Lungasabato Matarazzo: il menefreghismo di un’amministrazione
Un dato caratterizza questa città: l’immobilismo apparente che si sviluppa dentro un contesto “gattopardesco” dove tutto cambia affinché nulla cambi. Non è una semplice opinione, ci sono fatti che lo confermano.
Un esempio è rappresentato dal caso del crollo dell’argine sul Lungosabato Matarazzo. Sono passati cinque mesi e i danni sono ancora lì, in bella mostra, ennesimo oltraggio di un paesaggio urbano dove non mancano brutture. L’amministrazione non è intervenuta, sembra fregarsene: sindaco, assessore ai lavori pubblici e poi nella cagnara delle dichiarazioni rassicuranti si sono aggiunte quelle del sottosegretario Del Basso De Caro, troppo impegnato a distribuire incarichi agli amici.

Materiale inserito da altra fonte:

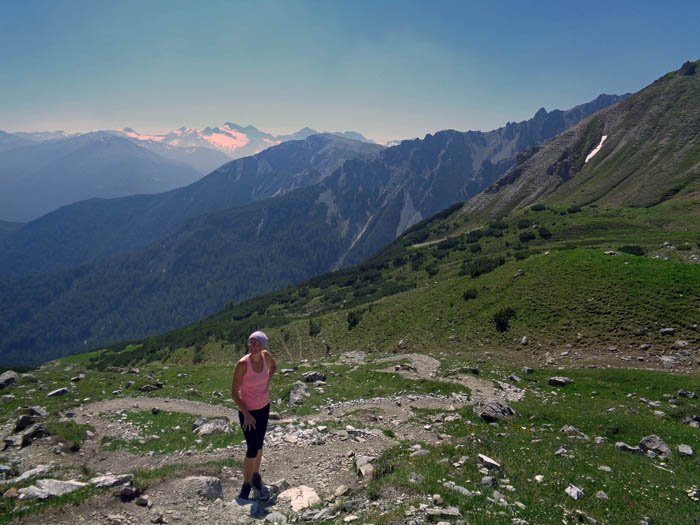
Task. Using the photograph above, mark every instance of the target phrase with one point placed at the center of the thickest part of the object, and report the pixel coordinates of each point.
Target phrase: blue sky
(387, 69)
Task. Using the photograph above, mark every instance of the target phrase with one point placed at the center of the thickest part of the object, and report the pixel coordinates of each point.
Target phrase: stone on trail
(560, 381)
(489, 481)
(27, 474)
(692, 421)
(8, 378)
(574, 491)
(206, 487)
(655, 444)
(111, 480)
(298, 393)
(491, 410)
(300, 497)
(218, 426)
(621, 445)
(47, 488)
(58, 392)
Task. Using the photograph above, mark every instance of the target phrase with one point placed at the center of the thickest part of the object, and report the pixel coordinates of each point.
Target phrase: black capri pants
(254, 437)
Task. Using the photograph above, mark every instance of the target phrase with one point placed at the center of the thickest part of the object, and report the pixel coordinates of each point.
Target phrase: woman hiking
(251, 392)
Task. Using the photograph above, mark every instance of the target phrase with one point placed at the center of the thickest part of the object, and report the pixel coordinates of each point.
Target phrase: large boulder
(655, 444)
(206, 487)
(491, 410)
(314, 377)
(7, 378)
(298, 393)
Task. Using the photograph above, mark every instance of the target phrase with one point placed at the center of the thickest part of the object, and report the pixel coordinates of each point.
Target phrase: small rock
(574, 491)
(206, 487)
(109, 480)
(488, 462)
(58, 392)
(8, 378)
(313, 377)
(300, 497)
(621, 445)
(559, 381)
(489, 481)
(655, 444)
(685, 450)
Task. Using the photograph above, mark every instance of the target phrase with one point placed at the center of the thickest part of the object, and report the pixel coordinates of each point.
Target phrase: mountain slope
(38, 178)
(650, 154)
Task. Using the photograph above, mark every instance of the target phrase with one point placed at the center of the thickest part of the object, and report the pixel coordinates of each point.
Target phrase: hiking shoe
(261, 491)
(245, 491)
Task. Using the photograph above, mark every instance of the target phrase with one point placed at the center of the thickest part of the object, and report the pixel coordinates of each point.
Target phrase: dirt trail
(324, 466)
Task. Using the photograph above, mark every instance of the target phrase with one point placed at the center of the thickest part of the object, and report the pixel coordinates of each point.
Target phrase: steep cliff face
(641, 152)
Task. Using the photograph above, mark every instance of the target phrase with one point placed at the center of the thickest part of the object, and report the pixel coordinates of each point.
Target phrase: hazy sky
(387, 69)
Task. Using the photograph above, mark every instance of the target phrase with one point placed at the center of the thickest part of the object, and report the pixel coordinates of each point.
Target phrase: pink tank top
(254, 392)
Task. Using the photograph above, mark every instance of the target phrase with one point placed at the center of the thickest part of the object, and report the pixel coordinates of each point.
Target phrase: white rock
(574, 491)
(300, 497)
(46, 488)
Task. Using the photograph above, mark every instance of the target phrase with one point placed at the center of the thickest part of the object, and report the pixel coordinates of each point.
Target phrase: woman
(251, 392)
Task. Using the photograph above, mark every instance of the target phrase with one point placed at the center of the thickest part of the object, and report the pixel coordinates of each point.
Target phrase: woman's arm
(271, 366)
(241, 368)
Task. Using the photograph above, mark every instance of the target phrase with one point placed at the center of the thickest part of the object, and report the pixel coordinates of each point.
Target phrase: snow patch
(592, 153)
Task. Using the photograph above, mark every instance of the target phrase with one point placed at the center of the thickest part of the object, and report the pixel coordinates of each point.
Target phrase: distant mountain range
(86, 275)
(233, 140)
(42, 171)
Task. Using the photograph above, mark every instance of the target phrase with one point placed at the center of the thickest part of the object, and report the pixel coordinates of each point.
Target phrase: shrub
(502, 318)
(632, 250)
(474, 236)
(522, 254)
(354, 318)
(469, 294)
(544, 233)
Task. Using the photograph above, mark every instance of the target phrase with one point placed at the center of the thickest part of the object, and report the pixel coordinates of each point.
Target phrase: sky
(387, 69)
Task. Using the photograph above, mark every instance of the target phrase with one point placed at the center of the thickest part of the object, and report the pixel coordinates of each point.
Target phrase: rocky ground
(329, 463)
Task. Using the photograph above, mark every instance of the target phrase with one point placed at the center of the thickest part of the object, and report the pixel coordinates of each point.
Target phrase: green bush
(470, 293)
(481, 266)
(354, 318)
(314, 328)
(502, 318)
(632, 250)
(544, 233)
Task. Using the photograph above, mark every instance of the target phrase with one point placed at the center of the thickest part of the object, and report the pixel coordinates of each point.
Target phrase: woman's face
(254, 346)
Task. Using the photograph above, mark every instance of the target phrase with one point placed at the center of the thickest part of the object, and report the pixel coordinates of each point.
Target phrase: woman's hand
(248, 421)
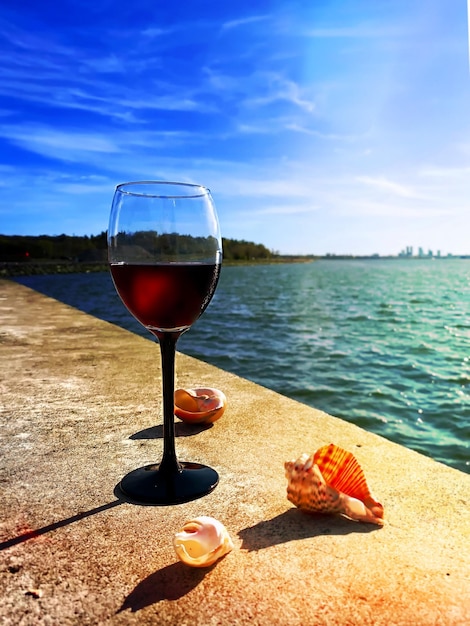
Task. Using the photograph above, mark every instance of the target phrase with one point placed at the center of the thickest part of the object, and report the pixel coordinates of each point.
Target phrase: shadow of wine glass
(182, 429)
(169, 583)
(294, 524)
(33, 533)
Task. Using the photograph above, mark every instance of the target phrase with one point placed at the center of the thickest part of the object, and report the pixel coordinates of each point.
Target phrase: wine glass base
(150, 485)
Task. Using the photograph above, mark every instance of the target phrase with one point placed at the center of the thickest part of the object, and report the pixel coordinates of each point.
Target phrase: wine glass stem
(169, 462)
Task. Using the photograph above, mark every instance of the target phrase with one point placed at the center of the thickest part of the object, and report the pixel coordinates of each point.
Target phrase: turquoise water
(381, 343)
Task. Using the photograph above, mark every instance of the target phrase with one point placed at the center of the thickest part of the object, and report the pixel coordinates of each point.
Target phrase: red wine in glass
(165, 253)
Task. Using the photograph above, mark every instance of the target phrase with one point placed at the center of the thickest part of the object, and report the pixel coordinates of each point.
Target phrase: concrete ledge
(80, 408)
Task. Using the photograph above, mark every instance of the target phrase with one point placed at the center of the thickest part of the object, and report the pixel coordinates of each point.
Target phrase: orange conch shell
(200, 405)
(332, 481)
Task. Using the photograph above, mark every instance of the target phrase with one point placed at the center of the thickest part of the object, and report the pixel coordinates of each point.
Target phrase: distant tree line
(93, 249)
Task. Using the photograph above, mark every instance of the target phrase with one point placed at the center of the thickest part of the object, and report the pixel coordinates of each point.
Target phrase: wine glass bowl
(165, 255)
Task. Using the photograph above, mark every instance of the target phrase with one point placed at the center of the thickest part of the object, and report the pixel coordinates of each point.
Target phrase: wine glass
(165, 256)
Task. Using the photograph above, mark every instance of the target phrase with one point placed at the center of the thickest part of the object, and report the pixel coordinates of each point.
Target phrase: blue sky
(319, 125)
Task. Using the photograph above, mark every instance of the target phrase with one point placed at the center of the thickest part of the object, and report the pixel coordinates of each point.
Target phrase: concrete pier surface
(80, 407)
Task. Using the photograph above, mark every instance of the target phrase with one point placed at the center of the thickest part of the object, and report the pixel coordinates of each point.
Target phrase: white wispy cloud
(244, 21)
(383, 184)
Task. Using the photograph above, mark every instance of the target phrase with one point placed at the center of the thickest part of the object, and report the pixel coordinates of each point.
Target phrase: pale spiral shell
(202, 541)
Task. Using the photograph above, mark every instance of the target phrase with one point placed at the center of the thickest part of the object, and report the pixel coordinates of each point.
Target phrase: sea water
(382, 343)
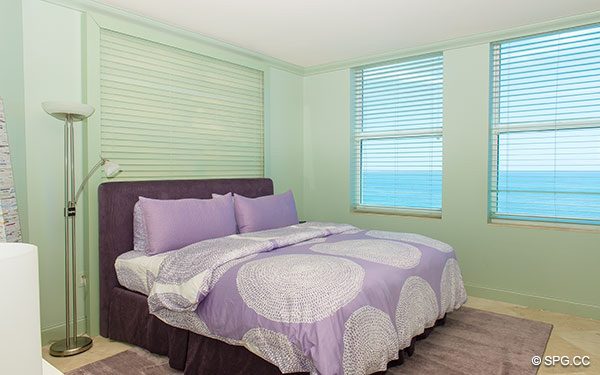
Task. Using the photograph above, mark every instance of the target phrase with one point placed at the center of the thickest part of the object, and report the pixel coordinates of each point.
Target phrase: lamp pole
(70, 113)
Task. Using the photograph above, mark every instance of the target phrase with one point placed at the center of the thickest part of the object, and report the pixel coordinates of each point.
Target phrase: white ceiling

La strada è chiusa, c’è il rischio di ulteriori cedimenti strutturali da non sottovalutare, eppure all’indomani del crollo, le dichiarazioni di questi “attori”, perché solo così possiamo definirli, di “tragicommedia”, erano improntati alla risoluzione immediata di un grave problema. Ma si vede che il copione scritto, non è stato approvato dal regista, lasciando le cose cosi come stanno.
Il comitato di quartiere del Rione Libertà solo dopo cinque mesi ha iniziato a protestare per la situazione chiedendo conto all’amministrazione di questa situazione e dei numerosi cantieri, molti dei quali non completati, sparsi in tutto il quartiere. Il Rione Libertà è solo un grande serbatoio di voti e le persone dovrebbero interrogarsi quando si recano al seggio elettorale. Le tante promesse, sempre disattese, nascondono sempre secondi fini e la situazione, nell’ultimo periodo sta notevolmente peggiorando.
Siamo governati da un’amministrazione tremenda, capace solo di portare disordine e “incasinare” una città intera. Cantieri aperti ovunque, sensi di marcia modificati a seconda delle esigenze personali di qualcuno (si veda via Annunziata) e soprattutto, la vergogna più grave: l’enorme voragine dei debiti che gravano sul Comune di Benevento dovuta a una gestione finanziaria scellerata. Dieci anni di disastri, una girandola di assessori e la sensazione che qualcosa se ne sia andata da questa città, l’ultima che ci restava: la dignità.